All of lore.kernel.org
 help / color / mirror / Atom feed
* [PATCH] NVMe: Fix possible scheduling while atomic error
@ 2016-05-17 21:37 Keith Busch
  2016-05-23 10:58 ` Christoph Hellwig
  0 siblings, 1 reply; 12+ messages in thread
From: Keith Busch @ 2016-05-17 21:37 UTC (permalink / raw)


Stopping a h/w queue could have scheduled the task to wait on cancelling
work. This patch removes stopping the the delayed work so we can safely
hold rcu_read_lock() while stopping h/w queues.

Since blk-mq requeue work may restart the h/w queues during a reset,
the nvme driver's queue_rq will stop them again if the driver receives
a command during the reset window.

Reported-by: Ming Lin <mlin at kernel.org>
[fixes 0bf77e9 nvme: switch to RCU freeing the namespace]
Signed-off-by: Keith Busch <keith.busch at intel.com>
---
 drivers/nvme/host/core.c | 6 ++++--
 drivers/nvme/host/pci.c  | 6 ++++++
 2 files changed, 10 insertions(+), 2 deletions(-)

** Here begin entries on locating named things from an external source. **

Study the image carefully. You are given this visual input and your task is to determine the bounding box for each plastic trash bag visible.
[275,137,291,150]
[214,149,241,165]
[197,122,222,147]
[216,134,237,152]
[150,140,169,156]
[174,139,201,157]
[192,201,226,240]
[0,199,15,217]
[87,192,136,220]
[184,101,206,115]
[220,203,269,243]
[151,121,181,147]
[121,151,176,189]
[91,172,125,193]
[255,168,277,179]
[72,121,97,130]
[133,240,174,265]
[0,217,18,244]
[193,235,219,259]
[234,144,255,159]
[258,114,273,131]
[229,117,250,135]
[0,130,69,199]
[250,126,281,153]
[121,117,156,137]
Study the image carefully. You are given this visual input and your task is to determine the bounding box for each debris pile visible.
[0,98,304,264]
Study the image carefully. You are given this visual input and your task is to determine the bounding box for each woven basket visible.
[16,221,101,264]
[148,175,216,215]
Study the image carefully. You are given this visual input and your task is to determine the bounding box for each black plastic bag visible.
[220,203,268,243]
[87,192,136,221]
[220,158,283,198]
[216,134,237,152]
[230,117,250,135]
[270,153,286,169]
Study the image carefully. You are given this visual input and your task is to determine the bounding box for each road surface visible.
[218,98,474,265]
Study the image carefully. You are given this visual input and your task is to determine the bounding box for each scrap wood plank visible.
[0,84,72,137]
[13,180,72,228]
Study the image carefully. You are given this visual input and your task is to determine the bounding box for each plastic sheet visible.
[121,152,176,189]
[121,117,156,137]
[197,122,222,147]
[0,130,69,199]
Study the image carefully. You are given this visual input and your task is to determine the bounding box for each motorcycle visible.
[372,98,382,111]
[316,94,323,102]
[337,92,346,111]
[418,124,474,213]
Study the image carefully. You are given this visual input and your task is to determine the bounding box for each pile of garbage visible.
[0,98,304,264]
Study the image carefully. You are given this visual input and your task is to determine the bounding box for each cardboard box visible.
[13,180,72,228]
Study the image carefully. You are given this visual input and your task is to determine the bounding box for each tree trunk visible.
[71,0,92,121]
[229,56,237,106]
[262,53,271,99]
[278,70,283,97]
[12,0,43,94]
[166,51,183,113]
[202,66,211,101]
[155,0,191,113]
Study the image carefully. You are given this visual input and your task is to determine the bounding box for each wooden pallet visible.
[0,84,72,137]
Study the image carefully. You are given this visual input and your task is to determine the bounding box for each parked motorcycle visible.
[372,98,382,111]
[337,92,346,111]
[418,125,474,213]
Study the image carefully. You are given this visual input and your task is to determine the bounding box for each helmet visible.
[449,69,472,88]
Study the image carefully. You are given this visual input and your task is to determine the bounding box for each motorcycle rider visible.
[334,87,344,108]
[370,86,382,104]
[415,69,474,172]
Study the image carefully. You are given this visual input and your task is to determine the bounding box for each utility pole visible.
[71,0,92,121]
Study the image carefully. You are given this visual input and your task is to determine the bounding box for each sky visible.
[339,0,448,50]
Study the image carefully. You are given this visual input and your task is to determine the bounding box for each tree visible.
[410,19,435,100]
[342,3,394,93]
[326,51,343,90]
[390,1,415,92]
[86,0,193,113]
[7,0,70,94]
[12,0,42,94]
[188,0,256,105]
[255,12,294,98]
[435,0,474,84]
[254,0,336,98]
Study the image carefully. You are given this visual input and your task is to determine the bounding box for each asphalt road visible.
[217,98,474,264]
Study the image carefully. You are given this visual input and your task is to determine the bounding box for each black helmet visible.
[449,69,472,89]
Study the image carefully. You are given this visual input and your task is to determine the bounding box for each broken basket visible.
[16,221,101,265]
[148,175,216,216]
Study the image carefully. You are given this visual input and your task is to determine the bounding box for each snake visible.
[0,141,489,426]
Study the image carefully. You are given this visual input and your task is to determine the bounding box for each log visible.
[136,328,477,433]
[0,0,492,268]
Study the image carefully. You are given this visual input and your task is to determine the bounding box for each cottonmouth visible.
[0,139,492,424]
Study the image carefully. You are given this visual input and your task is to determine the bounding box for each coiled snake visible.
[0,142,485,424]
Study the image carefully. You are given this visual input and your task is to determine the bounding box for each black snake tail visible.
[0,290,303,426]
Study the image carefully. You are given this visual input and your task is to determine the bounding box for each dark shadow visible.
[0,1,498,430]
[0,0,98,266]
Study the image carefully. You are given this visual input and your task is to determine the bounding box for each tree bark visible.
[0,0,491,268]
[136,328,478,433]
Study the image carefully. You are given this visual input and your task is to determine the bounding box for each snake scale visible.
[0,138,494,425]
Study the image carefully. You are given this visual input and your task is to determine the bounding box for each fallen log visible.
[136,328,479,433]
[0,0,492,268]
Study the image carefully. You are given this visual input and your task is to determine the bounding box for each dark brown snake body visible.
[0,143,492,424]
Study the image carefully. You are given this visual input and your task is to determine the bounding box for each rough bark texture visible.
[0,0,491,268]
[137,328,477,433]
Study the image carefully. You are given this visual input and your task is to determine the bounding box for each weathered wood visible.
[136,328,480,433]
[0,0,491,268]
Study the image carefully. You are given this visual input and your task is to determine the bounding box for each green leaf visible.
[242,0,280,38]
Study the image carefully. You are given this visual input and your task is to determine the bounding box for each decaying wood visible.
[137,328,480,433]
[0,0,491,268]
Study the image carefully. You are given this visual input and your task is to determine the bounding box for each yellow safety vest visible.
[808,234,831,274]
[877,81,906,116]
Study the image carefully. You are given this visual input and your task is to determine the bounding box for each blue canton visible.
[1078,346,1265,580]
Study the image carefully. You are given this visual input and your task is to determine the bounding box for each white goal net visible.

diff --git a/drivers/nvme/host/core.c b/drivers/nvme/host/core.c
index 1a51584..1e05abf 100644
--- a/drivers/nvme/host/core.c
+++ b/drivers/nvme/host/core.c
@@ -1823,7 +1823,6 @@ void nvme_stop_queues(struct nvme_ctrl *ctrl)
 		queue_flag_set(QUEUE_FLAG_STOPPED, ns->queue);
 		spin_unlock_irq(ns->queue->queue_lock);
 
-		blk_mq_cancel_requeue_work(ns->queue);
 		blk_mq_stop_hw_queues(ns->queue);
 	}
 	rcu_read_unlock();
@@ -1836,7 +1835,10 @@ void nvme_start_queues(struct nvme_ctrl *ctrl)
 
 	rcu_read_lock();
 	list_for_each_entry_rcu(ns, &ctrl->namespaces, list) {
-		queue_flag_clear_unlocked(QUEUE_FLAG_STOPPED, ns->queue);
+		spin_lock_irq(ns->queue->queue_lock);
+		queue_flag_clear(QUEUE_FLAG_STOPPED, ns->queue);
+		spin_unlock_irq(ns->queue->queue_lock);
+
 		blk_mq_start_stopped_hw_queues(ns->queue, true);
 		blk_mq_kick_requeue_list(ns->queue);
 	}
diff --git a/drivers/nvme/host/pci.c b/drivers/nvme/host/pci.c
index 8356813..9693629 100644
--- a/drivers/nvme/host/pci.c
+++ b/drivers/nvme/host/pci.c
@@ -609,6 +609,12 @@ static int nvme_queue_rq(struct blk_mq_hw_ctx *hctx,
 	spin_unlock_irq(&nvmeq->q_lock);
 	return BLK_MQ_RQ_QUEUE_OK;
 out:
+	if (ret == BLK_MQ_RQ_QUEUE_BUSY) {
+		spin_lock_irq(ns->queue->queue_lock);
+		if (blk_queue_stopped(req->q))
+			blk_mq_stop_hw_queues(ns->queue);
+		spin_unlock_irq(ns->queue->queue_lock);
+	}
 	nvme_free_iod(dev, req);
 	return ret;
 }
-- 
2.7.2

^ permalink raw reply related	[flat|nested] 12+ messages in thread

* [PATCH] NVMe: Fix possible scheduling while atomic error
  2016-05-17 21:37 [PATCH] NVMe: Fix possible scheduling while atomic error Keith Busch
@ 2016-05-23 10:58 ` Christoph Hellwig
  2016-05-23 13:41   ` Keith Busch
  0 siblings, 1 reply; 12+ messages in thread
From: Christoph Hellwig @ 2016-05-23 10:58 UTC (permalink / raw)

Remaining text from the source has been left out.